I THAAD sono stati già posizionati in Corea del Sud. Washington non vuole correre alcun rischio e si prepara ad eventuali azioni belliche del regime nordcoreano. In realtà non si tratta di una novità e la notizia fa certamente meno effetto dell'arrivo del sommergibile nucleare Uss Michigan o della famosa 'armada' di Trump che dovrebbe giungere presto nel Mare del Giappone e dare luogo ad esercitazioni militari congiunte con la marina sudcoreana. Però rende parecchio inquiete Cina e Russia, le quali si sono sempre opposte al posizionamento di un sistema di difesa che, comunque, costituisce sempre una possibile arma offensiva.

Cosa sono i THAAD

THAAD è l'acronimo di Terminal High Altitude Area Defense. Si tratta di un sistema antimissili progettato nel 2008 dal Pentagono per intercettare e distruggere missili a medio e corto raggio. Sono missili leggeri, non trasportano alcuna testata, ma si servono dell'energia cinetica dell'impatto. Sono parecchio efficaci contro gli Scud, di contro hanno un'affidabilità se lanciati contro missili balistici intercontinentali, come dimostrato da test effettuati dalle forze armate statunitensi. In Corea del Sud, sono stati posizionati a Seongju, nella provincia di Gyeongsang, in un vasto terreno che ospitava un campo da golf. La decisione del comando militare di Seoul in merito alla dotazione di questo sistema risale allo scorso anno, è stata dunque accelerata a causa dell'attuale crisi, ma ad ogni modo è sempre stata contestata da Russia e Cina.

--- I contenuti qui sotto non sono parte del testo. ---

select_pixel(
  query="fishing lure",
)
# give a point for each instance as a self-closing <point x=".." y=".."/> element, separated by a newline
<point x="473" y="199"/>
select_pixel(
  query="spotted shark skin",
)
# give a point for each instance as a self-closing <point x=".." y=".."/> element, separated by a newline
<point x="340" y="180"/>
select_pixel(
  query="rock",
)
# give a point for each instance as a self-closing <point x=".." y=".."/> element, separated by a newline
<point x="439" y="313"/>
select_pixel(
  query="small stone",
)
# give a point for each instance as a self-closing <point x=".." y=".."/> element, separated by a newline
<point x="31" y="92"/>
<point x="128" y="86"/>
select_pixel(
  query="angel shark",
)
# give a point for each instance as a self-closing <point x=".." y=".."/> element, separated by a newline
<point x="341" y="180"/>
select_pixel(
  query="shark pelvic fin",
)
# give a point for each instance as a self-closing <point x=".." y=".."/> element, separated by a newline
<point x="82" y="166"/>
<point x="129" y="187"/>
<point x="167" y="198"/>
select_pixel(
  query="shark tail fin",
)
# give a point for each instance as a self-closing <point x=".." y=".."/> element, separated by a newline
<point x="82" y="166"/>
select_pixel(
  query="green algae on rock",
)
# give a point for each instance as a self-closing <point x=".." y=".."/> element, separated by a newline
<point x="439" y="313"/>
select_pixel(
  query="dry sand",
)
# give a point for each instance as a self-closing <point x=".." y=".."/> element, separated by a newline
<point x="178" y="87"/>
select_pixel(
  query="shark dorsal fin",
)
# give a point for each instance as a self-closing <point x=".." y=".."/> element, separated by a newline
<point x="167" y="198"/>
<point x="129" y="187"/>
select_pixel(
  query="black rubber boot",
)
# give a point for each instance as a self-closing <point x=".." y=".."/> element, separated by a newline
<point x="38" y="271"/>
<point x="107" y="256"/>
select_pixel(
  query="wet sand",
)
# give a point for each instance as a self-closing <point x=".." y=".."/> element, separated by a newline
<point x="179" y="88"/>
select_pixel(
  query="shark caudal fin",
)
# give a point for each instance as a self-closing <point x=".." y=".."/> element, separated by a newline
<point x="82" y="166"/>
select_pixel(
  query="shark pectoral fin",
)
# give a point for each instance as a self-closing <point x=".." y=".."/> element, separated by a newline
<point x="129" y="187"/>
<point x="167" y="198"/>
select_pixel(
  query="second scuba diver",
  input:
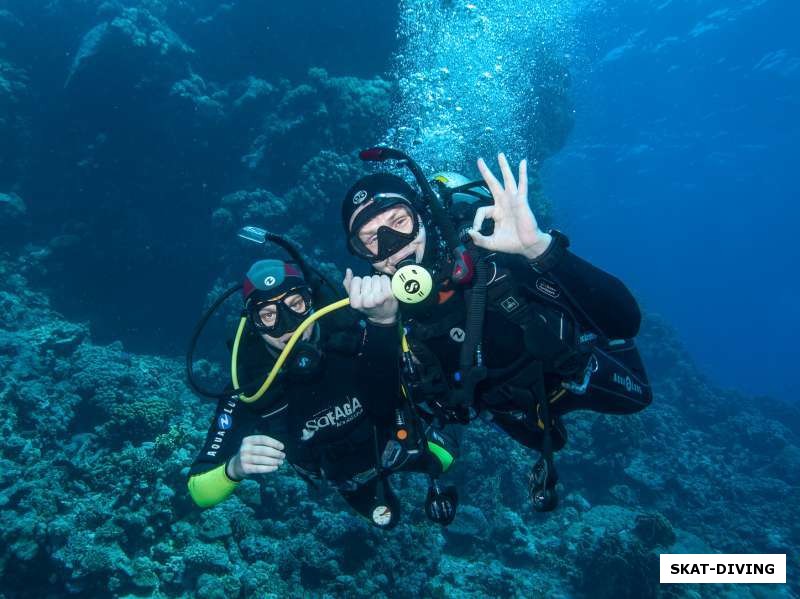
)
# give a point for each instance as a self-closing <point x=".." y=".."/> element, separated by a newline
<point x="499" y="318"/>
<point x="334" y="411"/>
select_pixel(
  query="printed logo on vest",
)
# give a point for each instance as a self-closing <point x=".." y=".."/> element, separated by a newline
<point x="336" y="417"/>
<point x="457" y="334"/>
<point x="548" y="288"/>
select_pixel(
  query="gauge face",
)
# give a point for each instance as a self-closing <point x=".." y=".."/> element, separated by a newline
<point x="382" y="515"/>
<point x="411" y="284"/>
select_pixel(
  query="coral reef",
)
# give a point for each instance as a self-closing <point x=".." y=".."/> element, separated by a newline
<point x="98" y="441"/>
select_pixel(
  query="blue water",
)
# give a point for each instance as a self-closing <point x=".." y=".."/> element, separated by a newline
<point x="681" y="175"/>
<point x="663" y="133"/>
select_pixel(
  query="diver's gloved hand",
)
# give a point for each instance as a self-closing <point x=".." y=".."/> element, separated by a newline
<point x="515" y="228"/>
<point x="258" y="454"/>
<point x="441" y="504"/>
<point x="373" y="296"/>
<point x="543" y="486"/>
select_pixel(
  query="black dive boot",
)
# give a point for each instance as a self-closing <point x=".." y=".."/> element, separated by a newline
<point x="544" y="476"/>
<point x="441" y="503"/>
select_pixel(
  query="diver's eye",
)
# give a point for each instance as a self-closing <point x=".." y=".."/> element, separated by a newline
<point x="296" y="304"/>
<point x="402" y="223"/>
<point x="268" y="316"/>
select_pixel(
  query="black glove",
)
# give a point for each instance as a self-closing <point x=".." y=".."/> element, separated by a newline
<point x="543" y="486"/>
<point x="441" y="504"/>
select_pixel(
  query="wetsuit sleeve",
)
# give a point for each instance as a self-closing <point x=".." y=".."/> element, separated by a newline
<point x="599" y="300"/>
<point x="208" y="482"/>
<point x="377" y="369"/>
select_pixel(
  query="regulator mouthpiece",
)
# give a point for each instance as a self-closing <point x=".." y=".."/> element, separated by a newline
<point x="412" y="284"/>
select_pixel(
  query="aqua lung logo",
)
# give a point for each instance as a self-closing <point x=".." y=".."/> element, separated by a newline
<point x="224" y="423"/>
<point x="336" y="417"/>
<point x="548" y="288"/>
<point x="627" y="382"/>
<point x="510" y="304"/>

Le proteste di Mosca e Pechino

Il vice comandante generale dell'aviazione russa, Viktor Poznikir, ha definito i THAAD "un sistema di minaccia per Russia e Cina, costruito dagli Stati Uniti con il pretesto di possibili minacce nordcoreane ed iraniane". L'ultima presa di posizione in tal senso da parte del Cremlino risale allo scorso 28 marzo. Secondo il ministro degli esteri, Sergej Lavrov, l'azione avrebbe esercitato "un impatto negativo sulla sicurezza regionale". Dello stesso parere Lu Kang, ministro degli esteri cinese. "La Cina - ha detto - è stata sempre contraria alla costituzione di questo sistema antimissile. Chiediamo alle parti interessate di prestare attenzione alle nostre preoccupazioni, cessando dunque il processo di dispiegamento del THAAD".

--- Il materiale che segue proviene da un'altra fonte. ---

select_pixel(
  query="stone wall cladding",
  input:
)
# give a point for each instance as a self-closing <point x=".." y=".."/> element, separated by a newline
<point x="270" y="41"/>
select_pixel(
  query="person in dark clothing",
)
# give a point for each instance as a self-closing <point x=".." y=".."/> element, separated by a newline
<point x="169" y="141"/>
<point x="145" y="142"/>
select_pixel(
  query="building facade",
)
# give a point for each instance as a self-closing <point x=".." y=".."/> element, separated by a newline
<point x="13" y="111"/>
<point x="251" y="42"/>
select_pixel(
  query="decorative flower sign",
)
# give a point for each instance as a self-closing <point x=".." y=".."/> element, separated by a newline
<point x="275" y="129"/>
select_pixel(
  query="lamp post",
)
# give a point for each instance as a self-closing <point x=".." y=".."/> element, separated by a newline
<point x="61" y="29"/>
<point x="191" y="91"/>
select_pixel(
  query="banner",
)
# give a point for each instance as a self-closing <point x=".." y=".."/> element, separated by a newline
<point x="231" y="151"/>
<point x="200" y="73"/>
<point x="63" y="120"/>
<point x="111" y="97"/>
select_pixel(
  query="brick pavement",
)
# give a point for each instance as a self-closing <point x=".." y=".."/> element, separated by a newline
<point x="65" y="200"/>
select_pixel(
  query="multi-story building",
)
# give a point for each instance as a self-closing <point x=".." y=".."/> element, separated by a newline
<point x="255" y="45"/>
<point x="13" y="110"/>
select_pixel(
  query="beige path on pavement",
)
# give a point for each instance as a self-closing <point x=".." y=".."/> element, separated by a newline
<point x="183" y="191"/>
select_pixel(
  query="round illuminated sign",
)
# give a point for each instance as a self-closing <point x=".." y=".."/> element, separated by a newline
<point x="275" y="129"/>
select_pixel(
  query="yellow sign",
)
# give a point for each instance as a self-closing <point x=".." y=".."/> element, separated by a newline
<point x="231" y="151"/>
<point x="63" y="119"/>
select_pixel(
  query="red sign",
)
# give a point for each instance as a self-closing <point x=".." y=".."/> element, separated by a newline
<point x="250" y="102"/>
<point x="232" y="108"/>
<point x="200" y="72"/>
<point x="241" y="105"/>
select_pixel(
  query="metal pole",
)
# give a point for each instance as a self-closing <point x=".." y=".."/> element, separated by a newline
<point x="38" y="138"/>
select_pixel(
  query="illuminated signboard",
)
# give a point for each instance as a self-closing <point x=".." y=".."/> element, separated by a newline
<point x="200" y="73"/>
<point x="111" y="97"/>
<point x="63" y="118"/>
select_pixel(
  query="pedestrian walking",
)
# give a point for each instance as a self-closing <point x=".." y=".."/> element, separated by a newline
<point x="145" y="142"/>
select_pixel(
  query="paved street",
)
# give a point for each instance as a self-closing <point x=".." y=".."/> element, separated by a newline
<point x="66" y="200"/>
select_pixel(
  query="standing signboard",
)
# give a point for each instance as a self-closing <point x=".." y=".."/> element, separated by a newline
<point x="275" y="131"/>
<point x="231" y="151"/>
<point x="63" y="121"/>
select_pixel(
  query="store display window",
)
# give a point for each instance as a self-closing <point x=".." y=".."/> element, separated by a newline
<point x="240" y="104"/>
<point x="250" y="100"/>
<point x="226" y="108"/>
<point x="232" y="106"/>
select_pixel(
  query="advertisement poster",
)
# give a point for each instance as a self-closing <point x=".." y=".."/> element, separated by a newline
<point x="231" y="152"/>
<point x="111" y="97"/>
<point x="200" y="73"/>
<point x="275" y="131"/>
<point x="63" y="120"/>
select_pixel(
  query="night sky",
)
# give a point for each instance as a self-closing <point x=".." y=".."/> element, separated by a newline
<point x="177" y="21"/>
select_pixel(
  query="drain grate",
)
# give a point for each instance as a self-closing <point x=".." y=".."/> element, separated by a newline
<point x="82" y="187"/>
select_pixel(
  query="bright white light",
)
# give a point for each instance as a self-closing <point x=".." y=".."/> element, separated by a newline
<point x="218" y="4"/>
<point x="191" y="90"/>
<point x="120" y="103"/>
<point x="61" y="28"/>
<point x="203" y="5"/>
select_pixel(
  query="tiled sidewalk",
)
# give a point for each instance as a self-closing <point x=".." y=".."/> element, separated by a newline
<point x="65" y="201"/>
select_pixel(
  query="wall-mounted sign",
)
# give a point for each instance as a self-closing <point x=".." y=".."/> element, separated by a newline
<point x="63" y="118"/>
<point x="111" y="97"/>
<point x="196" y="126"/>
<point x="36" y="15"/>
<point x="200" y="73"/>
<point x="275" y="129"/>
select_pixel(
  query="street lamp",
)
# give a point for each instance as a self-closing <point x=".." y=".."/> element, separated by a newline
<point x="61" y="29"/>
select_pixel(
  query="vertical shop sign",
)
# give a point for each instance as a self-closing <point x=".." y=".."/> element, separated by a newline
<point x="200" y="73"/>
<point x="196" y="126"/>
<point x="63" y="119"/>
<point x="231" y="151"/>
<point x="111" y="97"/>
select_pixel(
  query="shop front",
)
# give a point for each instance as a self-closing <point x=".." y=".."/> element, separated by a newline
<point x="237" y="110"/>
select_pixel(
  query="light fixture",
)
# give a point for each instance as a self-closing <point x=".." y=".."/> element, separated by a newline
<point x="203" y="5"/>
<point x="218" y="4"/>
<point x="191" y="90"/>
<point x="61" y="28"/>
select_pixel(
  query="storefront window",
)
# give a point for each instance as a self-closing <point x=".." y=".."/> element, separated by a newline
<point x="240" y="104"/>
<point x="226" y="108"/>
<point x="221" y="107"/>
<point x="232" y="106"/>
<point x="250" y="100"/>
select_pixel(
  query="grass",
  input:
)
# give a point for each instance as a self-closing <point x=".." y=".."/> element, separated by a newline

Portaerei cinese nel Mar Giallo

Intanto l'agenzia di stampa Xinhua ha riferito della decisione di Pechino, in risposta alle evidenti preoccupazioni per la crisi coreana. Il governo cinese ha inviato una portaerei nel Mar Giallo: si tratta della seconda 'manovra' di tipo militare adottata dalla Cina dopo quella di allertare i bombardieri. Alla luce della difficoltà negli approcci diplomatici con Pyongyang, Xi Jinping non vuole correre rischi.